We also use red grit...which we're out of at the moment, so the closest thing we can get without using good bit of gas to get there, is regular granite chicken grit 

Charcoal is really good for them and is recomended in the grit for pigeons and doves. I have read that it is bad for birds (something about effecting the absorbtion of vitamins/minerals) but everything I've read saying it was bad, was on exotic/caged bird sites. Pigeon sites however, say to definately use them.

I'm not really sure why it is good for them though, all I know is that it must be since they love it AND it's in almost all the pigeon grits (unless of course you get certain single things to mix your own).


----------



## MaryOfExeter (Sep 30, 2007)

k-will said:


> i have never used grit that didnt have charcoal in it.the birds gobble it up,so it has to have something they need.i have heard many theories on this-i know the birds think they need it.good enough for me.*there used to be a product that jedds sold that could be added to the grit that added a lot of minerals the birds need,but i cant remember the name.*


I'm not sure what it was, since I don't go on Jedds site much, but I do know one thing that you can put on the grit or put in a separate bowl.

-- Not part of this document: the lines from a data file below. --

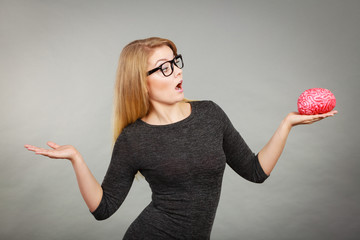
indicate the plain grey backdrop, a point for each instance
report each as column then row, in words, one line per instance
column 253, row 58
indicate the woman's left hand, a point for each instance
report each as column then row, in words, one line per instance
column 295, row 118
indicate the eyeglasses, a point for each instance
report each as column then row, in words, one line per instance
column 167, row 68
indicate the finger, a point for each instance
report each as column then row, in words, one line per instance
column 52, row 145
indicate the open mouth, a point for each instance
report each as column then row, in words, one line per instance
column 179, row 86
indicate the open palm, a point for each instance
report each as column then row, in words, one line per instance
column 295, row 118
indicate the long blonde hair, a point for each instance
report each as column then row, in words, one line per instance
column 131, row 99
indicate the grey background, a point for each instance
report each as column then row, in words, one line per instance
column 254, row 58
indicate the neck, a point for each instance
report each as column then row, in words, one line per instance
column 162, row 114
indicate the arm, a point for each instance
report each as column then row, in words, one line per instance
column 269, row 155
column 90, row 189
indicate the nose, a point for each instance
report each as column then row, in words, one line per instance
column 177, row 71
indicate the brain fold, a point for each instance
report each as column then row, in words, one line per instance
column 316, row 101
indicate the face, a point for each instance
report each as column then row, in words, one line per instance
column 164, row 90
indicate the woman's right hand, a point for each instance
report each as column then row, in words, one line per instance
column 57, row 151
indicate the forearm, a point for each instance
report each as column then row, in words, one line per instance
column 90, row 189
column 269, row 155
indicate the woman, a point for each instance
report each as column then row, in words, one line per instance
column 180, row 147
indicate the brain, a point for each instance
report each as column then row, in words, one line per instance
column 316, row 101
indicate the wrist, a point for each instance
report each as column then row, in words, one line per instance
column 76, row 158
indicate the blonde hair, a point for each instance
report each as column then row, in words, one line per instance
column 131, row 99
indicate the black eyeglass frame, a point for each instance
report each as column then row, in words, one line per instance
column 172, row 63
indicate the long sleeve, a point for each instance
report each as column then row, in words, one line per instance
column 238, row 154
column 118, row 179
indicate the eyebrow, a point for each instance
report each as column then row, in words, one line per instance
column 162, row 59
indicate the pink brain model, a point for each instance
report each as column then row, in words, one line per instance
column 316, row 101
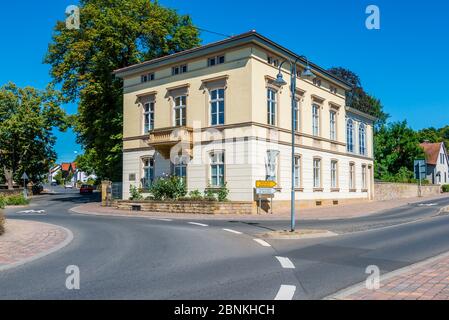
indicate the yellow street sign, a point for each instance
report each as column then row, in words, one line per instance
column 265, row 184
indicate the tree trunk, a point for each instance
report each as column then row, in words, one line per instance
column 8, row 177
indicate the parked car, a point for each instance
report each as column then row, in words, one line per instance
column 37, row 188
column 85, row 188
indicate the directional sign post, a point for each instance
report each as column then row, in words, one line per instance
column 265, row 184
column 265, row 188
column 25, row 177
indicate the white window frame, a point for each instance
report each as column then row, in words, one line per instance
column 271, row 106
column 216, row 116
column 362, row 139
column 334, row 174
column 315, row 119
column 180, row 166
column 177, row 70
column 217, row 161
column 297, row 116
column 333, row 125
column 364, row 175
column 352, row 176
column 350, row 135
column 148, row 115
column 150, row 166
column 316, row 173
column 297, row 175
column 182, row 107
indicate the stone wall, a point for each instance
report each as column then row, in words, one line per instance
column 199, row 207
column 390, row 191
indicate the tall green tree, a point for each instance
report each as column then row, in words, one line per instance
column 113, row 34
column 396, row 147
column 432, row 134
column 27, row 120
column 358, row 99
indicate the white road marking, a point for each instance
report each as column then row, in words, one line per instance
column 262, row 243
column 232, row 231
column 31, row 211
column 286, row 263
column 286, row 292
column 198, row 224
column 427, row 204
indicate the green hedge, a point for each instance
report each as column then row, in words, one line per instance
column 14, row 200
column 2, row 223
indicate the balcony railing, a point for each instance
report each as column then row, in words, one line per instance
column 165, row 138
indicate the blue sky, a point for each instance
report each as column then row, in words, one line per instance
column 405, row 63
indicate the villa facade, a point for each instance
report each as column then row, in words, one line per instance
column 214, row 115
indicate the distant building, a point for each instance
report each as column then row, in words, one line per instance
column 437, row 162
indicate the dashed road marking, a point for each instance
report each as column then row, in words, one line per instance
column 427, row 204
column 31, row 212
column 198, row 224
column 232, row 231
column 286, row 263
column 286, row 292
column 262, row 243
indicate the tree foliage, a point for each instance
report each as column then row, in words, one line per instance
column 113, row 34
column 27, row 119
column 358, row 99
column 396, row 147
column 435, row 135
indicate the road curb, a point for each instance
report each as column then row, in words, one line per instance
column 42, row 254
column 340, row 295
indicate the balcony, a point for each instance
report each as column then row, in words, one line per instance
column 162, row 140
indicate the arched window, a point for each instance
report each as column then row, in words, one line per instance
column 350, row 135
column 362, row 139
column 217, row 101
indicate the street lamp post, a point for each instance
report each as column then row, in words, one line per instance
column 307, row 73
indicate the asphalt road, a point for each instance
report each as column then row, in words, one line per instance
column 139, row 258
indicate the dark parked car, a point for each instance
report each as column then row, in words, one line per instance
column 85, row 188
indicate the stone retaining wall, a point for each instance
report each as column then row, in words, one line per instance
column 389, row 191
column 199, row 207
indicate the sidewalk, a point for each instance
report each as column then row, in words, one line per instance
column 25, row 241
column 322, row 213
column 427, row 280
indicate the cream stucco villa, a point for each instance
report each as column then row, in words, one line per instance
column 214, row 115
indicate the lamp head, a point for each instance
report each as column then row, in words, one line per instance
column 280, row 80
column 308, row 74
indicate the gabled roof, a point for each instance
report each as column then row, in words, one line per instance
column 432, row 151
column 247, row 37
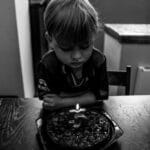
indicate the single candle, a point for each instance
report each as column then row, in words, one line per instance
column 77, row 106
column 77, row 109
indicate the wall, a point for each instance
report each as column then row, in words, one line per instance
column 10, row 68
column 23, row 26
column 15, row 52
column 124, row 11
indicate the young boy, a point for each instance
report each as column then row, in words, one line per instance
column 72, row 71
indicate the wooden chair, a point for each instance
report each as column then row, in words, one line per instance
column 120, row 78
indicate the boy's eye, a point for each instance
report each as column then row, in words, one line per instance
column 84, row 46
column 65, row 49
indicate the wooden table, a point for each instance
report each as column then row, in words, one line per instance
column 18, row 130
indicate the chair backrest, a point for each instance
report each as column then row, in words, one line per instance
column 120, row 78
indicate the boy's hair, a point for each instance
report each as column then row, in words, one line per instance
column 73, row 21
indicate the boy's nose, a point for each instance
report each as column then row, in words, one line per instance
column 76, row 54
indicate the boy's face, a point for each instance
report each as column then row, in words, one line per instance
column 72, row 55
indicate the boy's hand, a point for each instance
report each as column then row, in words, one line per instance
column 51, row 101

http://www.auspigeonco.com.au/products/products.html

(scroll down o PVM powder)


And hey guess what! Just found this on that same page actually.
_*'Charcoal is a natural bowel astringent, actually absorbing many toxins from the bird's system, in the process contributing to health*. The charcoal in the Australian Pigeon Company's Mineral Block has been made from non-treated timber. Many of the substances used to treat timber are poisonous and can survive the charcoal-making process. It is important that the birds are not exposed to these. '_


----------



## k-will (Dec 15, 2007)

most believe that charcoal aids in removing toxins from the pigeon from the feed ,medication and stress from racing.believe it if you will.i only know the pigeons think they need it,and i have used it in my grit for over 30 years.i wont stop using it.that product i spoke of of has trace minerals,etc in it.i used it for years,then they changed the name of it,and i cant remeber the newer name.


----------



## MaryOfExeter (Sep 30, 2007)

I try to find grit with charcoal in it, which the grit we've always used has had it in there. I like getting grit with charcoal, granite, and oyster shell in it so they can have a nice variety too. They may not know exactly what the separate things do for them, but they seem to know enough that when they need it, they need it. If they didn't know any better, then they probably wouldn't go for one thing one week, and another the next, ignoring what they 'craved' before. I also have a few birds that will walk right past a full grit can, and fly out to pick around for their own little rocks and things on the ground. Eh...I guess whatever makes them happy.
It's nice to know that they do absorb toxins, but as long as I know it's good for them and they like it, I'll keep getting it for them.


----------



## TheSnipes (Apr 9, 2007)

The only kind I've ever found that had the charcoal in it was 'cage bird grit' that came from the pet store. It was a blend of charcoal, shells, granite, and ??? grits. They loved that stuff but what I normally get is a bag each of chicken grit, chick grit, and crushed oyster shells (from TSC) which I mix together in their dish. The chick grit is red, and I've always wondered why? It tends to turn their poop brownish red, but they love it. I don't know if it's red naturally, or if that's an additive? Maybe I should also buy the pet store stuff and mix that in too, so they get some charcoal...


----------



## MaryOfExeter (Sep 30, 2007)

The red stuff on the grit is probably added vitamins/minerals or something. Most of our feed stores don't carry pigeon grit..and most chicken grits don't have charcoal for some reason...so it makes sense that caged bird grit is the only thing with charcoal. A lot of the time, caged bird grit ends up being kinda....small...for pigeons. 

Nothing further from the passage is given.